The epic journey of an Indian-American family which unfolds when men and women, Hindus and Catholics, histories and curses, collide In McLean, Virginia, Dr. Raman Nair lives a life of abounding satisfaction with his tiny wife, Jaya, and his harem of enormous and beautiful daughters. He has been away from his native Kerala, India for so long that he has happily forgotten the ancient Brahmin curse that follows his family like a black cloud, killing one girl for love in every generation. But his wife hasn’t forgotten, nor has his baby sister, Gita. Suddenly his daughters are up to no good and Dr. Raman Nair doesn’t know which way to turn. As It Was Written marks the arrival of a wonderful new voice in fiction, and a storyteller of the highest order.

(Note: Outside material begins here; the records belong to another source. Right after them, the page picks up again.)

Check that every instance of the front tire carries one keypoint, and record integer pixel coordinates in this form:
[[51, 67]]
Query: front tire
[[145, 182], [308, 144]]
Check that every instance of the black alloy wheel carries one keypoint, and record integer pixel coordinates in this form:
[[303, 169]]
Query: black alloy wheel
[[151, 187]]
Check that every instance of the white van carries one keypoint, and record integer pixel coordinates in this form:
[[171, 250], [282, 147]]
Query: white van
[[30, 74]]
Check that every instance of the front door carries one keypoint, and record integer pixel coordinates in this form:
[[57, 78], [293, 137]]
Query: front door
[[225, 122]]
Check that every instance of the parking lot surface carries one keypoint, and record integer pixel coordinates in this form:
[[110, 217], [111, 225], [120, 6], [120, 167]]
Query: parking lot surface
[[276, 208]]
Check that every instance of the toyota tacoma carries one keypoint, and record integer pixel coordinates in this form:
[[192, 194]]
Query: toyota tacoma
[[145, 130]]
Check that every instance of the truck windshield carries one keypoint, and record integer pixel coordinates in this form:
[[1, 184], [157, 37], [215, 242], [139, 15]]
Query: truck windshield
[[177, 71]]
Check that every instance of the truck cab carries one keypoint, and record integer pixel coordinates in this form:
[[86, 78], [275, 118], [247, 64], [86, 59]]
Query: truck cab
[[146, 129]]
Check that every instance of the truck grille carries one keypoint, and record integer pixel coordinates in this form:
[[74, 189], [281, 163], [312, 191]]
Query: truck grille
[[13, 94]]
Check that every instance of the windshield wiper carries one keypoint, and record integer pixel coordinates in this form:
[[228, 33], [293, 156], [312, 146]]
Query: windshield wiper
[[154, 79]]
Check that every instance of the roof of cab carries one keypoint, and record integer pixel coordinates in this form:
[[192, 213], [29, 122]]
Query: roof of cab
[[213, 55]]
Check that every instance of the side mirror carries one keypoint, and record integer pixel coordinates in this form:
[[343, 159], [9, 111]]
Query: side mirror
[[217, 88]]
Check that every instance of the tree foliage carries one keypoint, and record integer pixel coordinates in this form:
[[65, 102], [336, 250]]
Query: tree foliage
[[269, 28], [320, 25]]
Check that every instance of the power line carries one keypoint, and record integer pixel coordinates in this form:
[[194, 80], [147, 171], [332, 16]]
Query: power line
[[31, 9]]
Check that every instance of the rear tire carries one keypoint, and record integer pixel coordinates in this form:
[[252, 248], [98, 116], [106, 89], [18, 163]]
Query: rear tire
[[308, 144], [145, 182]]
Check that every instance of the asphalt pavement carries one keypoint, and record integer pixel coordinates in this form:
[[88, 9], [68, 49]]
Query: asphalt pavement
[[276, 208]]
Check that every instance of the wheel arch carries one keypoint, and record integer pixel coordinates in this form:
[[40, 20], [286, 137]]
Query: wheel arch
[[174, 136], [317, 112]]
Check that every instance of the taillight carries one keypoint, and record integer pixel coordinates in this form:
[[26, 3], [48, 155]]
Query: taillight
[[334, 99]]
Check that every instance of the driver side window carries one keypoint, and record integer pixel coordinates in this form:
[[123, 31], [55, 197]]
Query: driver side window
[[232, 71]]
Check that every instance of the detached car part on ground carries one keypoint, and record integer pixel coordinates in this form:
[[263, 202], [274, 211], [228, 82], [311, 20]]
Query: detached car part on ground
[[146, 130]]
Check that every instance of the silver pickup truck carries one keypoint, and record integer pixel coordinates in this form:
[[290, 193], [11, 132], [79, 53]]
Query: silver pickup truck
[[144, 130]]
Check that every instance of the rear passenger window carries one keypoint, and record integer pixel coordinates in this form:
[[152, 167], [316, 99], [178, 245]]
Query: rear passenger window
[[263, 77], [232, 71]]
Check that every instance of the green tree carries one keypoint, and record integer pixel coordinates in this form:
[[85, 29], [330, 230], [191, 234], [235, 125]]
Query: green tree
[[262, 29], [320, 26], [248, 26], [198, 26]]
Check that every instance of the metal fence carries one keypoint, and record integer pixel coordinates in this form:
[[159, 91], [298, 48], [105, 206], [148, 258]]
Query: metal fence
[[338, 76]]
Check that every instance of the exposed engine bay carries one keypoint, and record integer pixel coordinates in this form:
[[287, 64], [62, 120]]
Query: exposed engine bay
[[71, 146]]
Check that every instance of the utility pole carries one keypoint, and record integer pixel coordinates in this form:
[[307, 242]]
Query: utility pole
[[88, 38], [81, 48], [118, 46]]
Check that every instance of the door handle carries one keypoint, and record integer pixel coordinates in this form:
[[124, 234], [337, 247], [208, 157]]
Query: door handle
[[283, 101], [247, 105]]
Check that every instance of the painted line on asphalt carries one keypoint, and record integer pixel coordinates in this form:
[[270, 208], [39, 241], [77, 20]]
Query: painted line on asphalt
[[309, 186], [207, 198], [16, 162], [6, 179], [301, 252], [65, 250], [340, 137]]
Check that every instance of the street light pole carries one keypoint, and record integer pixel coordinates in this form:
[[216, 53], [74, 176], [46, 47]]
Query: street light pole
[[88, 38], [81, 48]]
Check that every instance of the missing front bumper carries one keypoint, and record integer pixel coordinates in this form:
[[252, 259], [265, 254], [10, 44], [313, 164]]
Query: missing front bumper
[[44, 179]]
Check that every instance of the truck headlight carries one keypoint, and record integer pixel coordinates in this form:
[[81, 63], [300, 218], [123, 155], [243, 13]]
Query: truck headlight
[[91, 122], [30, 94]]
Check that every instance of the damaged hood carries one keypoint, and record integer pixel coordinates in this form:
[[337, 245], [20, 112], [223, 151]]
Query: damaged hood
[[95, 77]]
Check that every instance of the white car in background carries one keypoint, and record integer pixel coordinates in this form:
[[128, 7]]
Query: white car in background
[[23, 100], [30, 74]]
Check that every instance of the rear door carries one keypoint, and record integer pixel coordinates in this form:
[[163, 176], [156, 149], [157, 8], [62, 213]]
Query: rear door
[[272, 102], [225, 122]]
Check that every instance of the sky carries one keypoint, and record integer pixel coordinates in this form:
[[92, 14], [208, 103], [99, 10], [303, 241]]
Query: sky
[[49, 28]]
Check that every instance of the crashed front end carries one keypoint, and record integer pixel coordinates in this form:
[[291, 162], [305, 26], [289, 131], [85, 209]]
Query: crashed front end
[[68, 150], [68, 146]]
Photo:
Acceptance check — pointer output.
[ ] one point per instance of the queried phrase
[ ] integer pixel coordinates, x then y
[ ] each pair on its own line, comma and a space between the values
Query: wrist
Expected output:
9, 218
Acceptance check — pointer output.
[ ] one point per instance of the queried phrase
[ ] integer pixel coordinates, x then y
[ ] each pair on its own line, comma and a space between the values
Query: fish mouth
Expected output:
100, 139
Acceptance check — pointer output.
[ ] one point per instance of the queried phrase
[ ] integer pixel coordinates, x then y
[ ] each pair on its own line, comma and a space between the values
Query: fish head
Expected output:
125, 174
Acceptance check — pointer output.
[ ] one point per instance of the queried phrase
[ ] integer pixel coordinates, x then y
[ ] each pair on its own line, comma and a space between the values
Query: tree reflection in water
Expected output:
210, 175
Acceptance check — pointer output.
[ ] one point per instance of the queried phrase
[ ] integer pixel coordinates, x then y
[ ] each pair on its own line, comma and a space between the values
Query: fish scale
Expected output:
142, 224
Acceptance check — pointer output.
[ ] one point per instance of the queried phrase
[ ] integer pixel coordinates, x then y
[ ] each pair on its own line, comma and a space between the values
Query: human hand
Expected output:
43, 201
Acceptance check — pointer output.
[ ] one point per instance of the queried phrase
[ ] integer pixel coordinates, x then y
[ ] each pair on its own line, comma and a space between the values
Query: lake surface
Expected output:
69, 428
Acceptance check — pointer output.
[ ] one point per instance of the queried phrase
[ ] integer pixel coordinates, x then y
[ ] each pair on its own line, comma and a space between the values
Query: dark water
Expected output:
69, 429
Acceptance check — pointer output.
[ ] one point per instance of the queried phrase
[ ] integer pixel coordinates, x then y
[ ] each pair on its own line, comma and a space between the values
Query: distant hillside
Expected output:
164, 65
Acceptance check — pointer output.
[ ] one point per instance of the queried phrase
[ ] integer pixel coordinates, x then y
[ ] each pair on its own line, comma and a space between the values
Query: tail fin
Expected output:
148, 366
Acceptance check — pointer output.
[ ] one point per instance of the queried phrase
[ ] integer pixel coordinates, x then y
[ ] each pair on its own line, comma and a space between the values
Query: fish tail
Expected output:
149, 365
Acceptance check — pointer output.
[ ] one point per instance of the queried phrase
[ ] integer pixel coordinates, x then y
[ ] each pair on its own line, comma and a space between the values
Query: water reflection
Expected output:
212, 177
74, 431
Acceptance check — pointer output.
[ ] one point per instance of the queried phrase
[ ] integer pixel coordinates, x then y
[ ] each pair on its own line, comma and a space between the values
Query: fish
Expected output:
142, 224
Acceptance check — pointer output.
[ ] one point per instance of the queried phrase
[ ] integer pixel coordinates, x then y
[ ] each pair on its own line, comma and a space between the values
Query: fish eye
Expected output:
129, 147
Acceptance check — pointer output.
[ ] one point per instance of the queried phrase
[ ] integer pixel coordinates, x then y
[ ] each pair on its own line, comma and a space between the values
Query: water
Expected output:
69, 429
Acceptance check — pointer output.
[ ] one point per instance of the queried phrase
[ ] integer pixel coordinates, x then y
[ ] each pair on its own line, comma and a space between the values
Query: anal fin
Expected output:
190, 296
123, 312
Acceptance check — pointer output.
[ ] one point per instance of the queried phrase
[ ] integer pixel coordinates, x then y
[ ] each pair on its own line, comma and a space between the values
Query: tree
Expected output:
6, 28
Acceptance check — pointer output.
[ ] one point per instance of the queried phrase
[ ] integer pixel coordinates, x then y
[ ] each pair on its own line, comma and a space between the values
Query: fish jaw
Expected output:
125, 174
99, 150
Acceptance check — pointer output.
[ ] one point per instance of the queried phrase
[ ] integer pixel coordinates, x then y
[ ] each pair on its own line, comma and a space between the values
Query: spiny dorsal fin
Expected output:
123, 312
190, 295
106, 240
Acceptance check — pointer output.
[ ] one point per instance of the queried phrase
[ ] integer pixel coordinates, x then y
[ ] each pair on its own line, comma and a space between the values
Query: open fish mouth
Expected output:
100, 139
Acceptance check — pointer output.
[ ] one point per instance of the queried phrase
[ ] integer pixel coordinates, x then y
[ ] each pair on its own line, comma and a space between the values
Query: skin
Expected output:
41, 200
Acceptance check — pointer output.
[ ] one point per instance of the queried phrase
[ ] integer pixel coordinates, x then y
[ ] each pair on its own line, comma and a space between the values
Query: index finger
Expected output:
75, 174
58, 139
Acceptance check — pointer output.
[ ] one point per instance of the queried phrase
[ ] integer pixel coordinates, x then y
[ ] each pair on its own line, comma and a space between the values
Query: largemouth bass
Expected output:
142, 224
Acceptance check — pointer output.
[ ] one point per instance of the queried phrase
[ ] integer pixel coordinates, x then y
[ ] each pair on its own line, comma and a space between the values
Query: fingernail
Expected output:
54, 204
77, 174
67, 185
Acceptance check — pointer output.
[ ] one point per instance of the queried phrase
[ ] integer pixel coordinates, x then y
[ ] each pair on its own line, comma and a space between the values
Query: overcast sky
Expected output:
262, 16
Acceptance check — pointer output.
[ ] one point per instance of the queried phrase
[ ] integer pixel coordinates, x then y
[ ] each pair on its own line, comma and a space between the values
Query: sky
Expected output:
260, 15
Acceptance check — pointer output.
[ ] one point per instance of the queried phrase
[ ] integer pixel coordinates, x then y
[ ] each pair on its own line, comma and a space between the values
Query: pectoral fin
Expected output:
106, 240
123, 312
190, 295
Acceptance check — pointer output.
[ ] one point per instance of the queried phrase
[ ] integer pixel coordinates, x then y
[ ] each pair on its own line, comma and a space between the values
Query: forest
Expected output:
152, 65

I was raised inside a bell jar by scofflaws who left their homeland of Kerala, India to fulfill their destinies halfway around the Earth. They came in a wave of scofflaws, the great Brain Drain of India of the 1960's. All the scofflaws' children were born here in the States and raised in bell jars of differing proportions depending on the number of offspring. Our parents felt the encasement would keep us safe and close to home. It didn't really work, though we rarely fell down, because we were not allowed outside, because someone might kidnap us. This is true. They told us. We watched the world through the glass, and we were allowed to play with each other. We have either great fondness or great antipathy for our own kind. This is not true. We love each other to the point of tears, the same way our parents loved us. We are like the daylilies; you have to tear us apart; we are all knotted together under the soil.

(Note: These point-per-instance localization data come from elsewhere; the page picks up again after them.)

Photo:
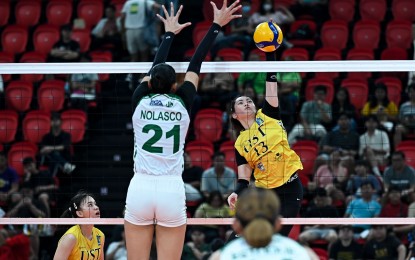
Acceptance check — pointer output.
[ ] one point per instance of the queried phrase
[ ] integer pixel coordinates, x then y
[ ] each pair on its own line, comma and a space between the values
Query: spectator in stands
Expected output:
192, 175
342, 105
380, 105
219, 177
313, 114
241, 31
83, 87
400, 174
66, 49
116, 249
9, 180
364, 207
55, 147
41, 182
393, 207
406, 118
320, 209
108, 30
345, 247
374, 145
383, 245
133, 21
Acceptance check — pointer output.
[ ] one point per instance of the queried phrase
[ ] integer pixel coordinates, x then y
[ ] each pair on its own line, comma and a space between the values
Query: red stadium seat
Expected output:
27, 12
6, 58
73, 122
14, 39
32, 57
327, 54
18, 152
90, 11
82, 36
399, 34
19, 95
51, 95
312, 83
335, 33
208, 125
358, 91
373, 10
9, 121
341, 10
360, 54
4, 12
404, 10
35, 125
44, 37
394, 88
59, 12
201, 153
229, 150
366, 35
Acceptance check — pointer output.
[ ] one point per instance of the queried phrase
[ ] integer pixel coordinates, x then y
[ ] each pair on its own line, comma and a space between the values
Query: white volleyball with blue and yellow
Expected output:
268, 36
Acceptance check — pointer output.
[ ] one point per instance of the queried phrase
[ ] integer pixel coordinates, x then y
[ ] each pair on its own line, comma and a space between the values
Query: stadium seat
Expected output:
9, 121
360, 54
374, 10
229, 150
341, 10
399, 34
327, 54
4, 12
208, 125
36, 124
32, 57
335, 33
73, 122
19, 151
404, 10
59, 12
19, 95
366, 35
201, 153
394, 88
14, 39
51, 95
6, 58
91, 12
82, 36
44, 37
312, 83
27, 12
303, 43
308, 151
358, 91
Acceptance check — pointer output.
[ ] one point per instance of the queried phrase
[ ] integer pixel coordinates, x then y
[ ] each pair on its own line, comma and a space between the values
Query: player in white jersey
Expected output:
156, 197
257, 219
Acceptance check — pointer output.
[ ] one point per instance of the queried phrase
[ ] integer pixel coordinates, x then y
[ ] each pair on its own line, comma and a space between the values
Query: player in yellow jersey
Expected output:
81, 242
262, 148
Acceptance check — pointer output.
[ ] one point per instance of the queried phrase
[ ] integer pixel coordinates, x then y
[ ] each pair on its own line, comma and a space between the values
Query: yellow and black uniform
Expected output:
265, 148
85, 249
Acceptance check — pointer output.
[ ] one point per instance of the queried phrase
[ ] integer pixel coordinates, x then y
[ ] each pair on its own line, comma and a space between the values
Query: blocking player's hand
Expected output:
232, 200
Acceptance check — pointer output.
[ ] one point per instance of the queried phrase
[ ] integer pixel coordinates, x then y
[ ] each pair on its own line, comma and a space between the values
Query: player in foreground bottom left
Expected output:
81, 241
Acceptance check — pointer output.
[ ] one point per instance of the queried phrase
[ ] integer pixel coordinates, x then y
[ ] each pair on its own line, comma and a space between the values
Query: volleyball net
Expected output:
98, 118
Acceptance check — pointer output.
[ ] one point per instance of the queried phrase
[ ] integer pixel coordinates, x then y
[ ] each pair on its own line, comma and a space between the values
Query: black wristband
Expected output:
241, 185
163, 51
203, 48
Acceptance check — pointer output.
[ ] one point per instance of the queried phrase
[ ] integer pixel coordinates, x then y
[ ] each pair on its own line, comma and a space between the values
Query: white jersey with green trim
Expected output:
160, 123
280, 248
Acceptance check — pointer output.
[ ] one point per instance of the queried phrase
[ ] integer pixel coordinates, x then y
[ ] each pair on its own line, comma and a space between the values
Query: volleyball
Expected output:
268, 36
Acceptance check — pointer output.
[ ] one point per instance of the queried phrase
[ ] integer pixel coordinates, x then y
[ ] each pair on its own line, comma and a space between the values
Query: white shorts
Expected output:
157, 200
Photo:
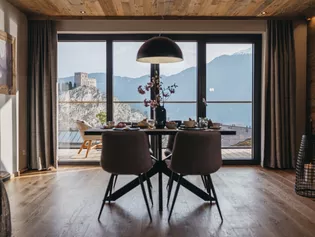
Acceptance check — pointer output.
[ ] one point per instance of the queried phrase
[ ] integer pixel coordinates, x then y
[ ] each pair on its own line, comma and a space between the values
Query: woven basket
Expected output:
305, 168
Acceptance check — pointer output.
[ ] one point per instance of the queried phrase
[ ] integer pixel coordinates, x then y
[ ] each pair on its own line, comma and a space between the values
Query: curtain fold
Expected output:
279, 147
42, 79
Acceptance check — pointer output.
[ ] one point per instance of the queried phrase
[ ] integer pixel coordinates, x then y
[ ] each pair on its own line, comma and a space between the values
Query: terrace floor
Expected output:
68, 155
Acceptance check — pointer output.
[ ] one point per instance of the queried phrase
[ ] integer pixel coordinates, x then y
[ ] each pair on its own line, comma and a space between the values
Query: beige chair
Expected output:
87, 140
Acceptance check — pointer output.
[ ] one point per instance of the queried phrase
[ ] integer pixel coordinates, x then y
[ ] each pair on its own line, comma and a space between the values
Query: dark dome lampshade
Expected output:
159, 50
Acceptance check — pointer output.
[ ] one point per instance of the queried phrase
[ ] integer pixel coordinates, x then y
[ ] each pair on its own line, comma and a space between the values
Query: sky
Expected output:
90, 57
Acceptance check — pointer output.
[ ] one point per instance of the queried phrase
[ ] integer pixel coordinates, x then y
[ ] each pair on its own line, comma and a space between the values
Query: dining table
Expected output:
159, 166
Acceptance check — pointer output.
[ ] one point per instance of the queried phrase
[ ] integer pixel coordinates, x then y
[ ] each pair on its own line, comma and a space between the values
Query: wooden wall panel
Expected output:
164, 7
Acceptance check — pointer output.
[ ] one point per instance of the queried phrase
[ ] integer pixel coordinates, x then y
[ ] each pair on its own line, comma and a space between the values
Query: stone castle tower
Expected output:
82, 79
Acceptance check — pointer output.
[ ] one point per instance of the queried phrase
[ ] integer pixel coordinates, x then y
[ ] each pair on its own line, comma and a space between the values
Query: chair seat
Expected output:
167, 152
92, 137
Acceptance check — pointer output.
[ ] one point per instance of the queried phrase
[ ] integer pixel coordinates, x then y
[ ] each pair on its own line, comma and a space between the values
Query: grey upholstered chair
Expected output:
126, 152
196, 153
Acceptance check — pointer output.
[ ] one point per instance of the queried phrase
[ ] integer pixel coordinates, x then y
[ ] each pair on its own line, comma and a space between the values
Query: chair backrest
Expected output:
82, 126
125, 152
197, 152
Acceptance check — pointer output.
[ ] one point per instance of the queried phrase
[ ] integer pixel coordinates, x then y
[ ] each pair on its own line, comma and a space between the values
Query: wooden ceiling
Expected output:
140, 8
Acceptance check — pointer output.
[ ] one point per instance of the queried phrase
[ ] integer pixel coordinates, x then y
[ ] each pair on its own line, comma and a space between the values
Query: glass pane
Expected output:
130, 112
181, 111
184, 74
128, 73
237, 117
229, 72
81, 92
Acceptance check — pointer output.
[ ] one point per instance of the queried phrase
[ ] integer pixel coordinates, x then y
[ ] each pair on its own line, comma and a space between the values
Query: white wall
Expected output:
13, 120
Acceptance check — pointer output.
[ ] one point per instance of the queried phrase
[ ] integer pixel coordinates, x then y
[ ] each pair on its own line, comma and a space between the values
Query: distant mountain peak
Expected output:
244, 51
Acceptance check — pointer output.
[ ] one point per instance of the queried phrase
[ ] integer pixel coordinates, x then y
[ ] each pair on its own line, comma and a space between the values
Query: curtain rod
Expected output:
38, 17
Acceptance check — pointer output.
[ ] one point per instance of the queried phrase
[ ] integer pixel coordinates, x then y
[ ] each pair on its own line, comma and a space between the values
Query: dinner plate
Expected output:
127, 129
196, 128
215, 127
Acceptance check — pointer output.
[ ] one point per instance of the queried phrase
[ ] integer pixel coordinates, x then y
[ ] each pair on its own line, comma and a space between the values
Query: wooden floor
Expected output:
254, 201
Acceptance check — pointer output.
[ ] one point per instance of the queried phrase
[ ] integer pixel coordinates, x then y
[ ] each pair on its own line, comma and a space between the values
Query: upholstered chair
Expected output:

None of this tells you anything you might want to know about me. Here is some very distilled essence of me: the only thing I ever wanted to be was a novelist. I have no interest in the truth as it really is, but rather what might be the truth if only this or that were thrown into a regular day. I even blog lies. My blog is entirely made up of made up stories, because my own life is uneventful, and my own musings so much like everyone else's musings. Except that I muse things like this: "What percentage of nuns do you think are disliked by other nuns?" This might strike someone as a researchable question. You can go into the sanctuary and take a poll. But to me it is one of those what ifs that makes an ordinary life extraordinary. I like to muse on things like that. The drama in the cloisters. You have a regular group of nuns going about their nun work, ministering to the poor and teaching class and then they go back to their nunnery and suddenly a new nun has arrived and she is gorgeous. She looks like Raquel Welch. The priest can't keep his eyes off her. Well...women are women...I think that's an interesting story. I'd like to write that book.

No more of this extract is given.